Before you start feeling sorry for the poor, put-upon child of an impatient, Type A, achievement-oriented mom, please realize I'm exaggerating about my expectations (a little).  What I did expect was to have a few more actual pee-in-potty successes this week, but that just didn't happen.  Not because of lack of trying, though!  I spent more time than any person should, sitting on our bathroom floor playing games, urging Owen to try to go, and hoping that one of the many accidents that I systematically cleaned up off the floor this week would magically occur during potty game time.  Again, no such luck. 

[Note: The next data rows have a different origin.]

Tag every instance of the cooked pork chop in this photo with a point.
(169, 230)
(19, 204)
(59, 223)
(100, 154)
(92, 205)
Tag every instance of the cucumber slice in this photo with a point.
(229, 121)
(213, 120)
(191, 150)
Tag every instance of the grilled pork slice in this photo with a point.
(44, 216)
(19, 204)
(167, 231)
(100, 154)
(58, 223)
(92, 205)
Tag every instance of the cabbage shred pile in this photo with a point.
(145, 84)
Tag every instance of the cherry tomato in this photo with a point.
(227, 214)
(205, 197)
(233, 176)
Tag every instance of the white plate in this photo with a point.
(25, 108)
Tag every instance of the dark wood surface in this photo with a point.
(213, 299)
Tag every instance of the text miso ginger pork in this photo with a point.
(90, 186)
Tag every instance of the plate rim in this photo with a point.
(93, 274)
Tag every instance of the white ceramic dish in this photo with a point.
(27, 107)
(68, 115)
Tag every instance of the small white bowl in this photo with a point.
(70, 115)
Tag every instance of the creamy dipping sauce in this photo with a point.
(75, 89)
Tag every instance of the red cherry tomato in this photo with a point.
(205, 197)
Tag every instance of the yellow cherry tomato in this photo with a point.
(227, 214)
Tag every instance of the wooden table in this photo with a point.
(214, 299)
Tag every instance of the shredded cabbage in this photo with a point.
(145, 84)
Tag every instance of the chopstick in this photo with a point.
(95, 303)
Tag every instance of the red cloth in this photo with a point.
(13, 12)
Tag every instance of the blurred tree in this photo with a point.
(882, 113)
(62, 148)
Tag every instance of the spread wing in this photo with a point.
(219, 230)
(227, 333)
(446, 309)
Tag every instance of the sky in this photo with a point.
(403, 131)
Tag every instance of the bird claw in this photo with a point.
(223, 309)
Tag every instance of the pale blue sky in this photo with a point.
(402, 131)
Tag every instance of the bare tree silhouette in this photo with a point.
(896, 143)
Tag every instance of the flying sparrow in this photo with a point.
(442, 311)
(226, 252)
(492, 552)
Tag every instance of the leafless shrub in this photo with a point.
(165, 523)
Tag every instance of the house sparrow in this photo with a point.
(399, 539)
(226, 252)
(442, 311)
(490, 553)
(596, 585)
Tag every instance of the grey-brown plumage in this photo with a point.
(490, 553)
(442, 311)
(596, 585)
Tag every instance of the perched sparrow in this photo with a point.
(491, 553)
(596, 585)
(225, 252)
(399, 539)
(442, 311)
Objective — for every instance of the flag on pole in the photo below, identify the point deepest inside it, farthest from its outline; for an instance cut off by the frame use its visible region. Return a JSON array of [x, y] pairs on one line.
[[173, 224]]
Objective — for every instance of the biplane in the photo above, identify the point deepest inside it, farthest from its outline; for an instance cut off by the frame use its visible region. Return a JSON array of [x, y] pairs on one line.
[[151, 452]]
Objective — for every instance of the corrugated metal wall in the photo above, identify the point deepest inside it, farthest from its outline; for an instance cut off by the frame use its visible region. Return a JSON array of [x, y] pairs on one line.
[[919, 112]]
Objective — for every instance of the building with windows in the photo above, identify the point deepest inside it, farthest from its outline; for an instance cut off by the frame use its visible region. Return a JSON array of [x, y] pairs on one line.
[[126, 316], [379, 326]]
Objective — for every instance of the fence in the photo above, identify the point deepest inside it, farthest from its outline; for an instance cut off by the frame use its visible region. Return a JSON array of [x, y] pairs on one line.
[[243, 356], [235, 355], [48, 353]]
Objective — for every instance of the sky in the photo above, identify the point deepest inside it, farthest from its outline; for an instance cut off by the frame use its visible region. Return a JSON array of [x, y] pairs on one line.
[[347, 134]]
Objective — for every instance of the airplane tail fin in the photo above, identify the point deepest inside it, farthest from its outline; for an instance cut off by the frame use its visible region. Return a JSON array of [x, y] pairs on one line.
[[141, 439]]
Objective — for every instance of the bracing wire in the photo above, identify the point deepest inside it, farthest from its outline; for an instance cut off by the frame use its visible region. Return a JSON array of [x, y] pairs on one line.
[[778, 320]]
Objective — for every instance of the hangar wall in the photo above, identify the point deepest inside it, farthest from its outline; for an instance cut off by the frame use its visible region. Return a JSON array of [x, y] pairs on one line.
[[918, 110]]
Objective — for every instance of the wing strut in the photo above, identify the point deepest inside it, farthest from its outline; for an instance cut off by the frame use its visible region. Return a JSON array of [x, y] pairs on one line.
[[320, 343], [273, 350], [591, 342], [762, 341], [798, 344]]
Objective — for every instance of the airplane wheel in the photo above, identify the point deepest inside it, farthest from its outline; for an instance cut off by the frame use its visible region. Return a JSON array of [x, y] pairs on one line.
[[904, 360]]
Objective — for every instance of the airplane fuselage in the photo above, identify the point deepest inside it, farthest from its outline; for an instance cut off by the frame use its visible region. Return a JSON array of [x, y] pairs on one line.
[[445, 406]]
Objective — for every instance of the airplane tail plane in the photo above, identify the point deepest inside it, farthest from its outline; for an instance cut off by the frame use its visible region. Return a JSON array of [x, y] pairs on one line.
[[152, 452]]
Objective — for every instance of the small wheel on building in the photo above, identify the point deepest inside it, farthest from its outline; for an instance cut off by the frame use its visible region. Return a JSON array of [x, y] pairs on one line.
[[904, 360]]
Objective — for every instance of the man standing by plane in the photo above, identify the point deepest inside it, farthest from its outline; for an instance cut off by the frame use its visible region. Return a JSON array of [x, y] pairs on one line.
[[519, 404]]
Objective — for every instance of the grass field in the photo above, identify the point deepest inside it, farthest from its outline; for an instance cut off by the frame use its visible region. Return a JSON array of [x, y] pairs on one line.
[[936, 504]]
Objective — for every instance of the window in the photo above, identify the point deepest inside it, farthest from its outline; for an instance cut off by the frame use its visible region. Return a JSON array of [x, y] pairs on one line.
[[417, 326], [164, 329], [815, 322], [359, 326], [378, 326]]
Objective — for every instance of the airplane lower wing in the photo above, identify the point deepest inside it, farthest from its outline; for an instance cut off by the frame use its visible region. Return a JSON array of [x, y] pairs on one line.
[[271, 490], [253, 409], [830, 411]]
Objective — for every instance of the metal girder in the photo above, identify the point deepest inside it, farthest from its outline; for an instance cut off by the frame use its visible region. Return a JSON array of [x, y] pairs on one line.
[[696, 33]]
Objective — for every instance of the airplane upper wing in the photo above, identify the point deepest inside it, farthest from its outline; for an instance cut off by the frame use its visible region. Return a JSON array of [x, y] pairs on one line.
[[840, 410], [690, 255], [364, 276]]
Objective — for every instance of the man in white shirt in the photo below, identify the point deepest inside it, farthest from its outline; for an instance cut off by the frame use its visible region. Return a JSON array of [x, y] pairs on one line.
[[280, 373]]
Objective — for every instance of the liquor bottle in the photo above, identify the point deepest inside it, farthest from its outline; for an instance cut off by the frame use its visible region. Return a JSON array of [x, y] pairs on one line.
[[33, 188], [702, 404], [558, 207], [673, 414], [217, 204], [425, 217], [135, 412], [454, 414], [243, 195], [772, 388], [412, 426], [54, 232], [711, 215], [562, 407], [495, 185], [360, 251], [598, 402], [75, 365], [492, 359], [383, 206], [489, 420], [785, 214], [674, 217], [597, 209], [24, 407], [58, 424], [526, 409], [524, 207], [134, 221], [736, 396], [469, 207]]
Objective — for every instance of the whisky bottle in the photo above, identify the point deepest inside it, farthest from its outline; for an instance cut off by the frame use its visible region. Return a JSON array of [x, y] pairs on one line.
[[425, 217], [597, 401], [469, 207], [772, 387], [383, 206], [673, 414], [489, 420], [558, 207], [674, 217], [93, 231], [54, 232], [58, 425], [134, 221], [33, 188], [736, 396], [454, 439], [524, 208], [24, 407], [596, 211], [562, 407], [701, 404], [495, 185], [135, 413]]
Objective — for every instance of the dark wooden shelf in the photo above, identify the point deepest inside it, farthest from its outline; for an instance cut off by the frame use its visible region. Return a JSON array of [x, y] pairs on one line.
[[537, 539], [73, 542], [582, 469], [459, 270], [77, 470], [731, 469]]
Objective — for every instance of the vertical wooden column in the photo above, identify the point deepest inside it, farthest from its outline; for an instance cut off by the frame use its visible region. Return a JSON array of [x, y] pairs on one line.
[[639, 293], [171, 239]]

So, that leads me to the conclusion that the kid isn't going to do it until he does it on his own terms. Yes, that's the EXACT same advice that every seasoned veteran gave me when I mentioned my intention of embarking on this toilet adventure, but MY kid can point out James K. Polk on a presidential placemat, so naturally I filed said advice away in the "Thanks, But No Thanks" portion of my brain.  You know, for future reference...Because I, too, like to do things on my own terms. 

So, here's what Potty Week One taught us:
1.  Owen enjoys the idea of being a big boy.  Big boy underpants are way cool. 
2.  He is slow to warm up to all new experiences, and potty training is no exception.
3.  He's a private kid, so letting him run around naked, or sitting with him in the bathroom for that matter, aren't going to be techniques I employ in the future.
4.  Owen might look like a carbon copy of his dad, but boy he sure does act a lot like his mom sometimes.   

Wednesday, July 20, 2011

Why?


Unqualified (adj.)

1.  Lacking necessary qualifications. 
        I recognize that I am unqualified to provide any sort of wisdom on most
        occasions. 
2.  Not restricted, limited, or modified. 
       Truly unqualified statements or ideas sometimes require more than 
       420 characters, Facebook.
3.  Absolute; Complete; Out and Out.  
       Putting words together to form ideas gives me unqualified joy.   

That's why I'm doing this.  It's just that simple.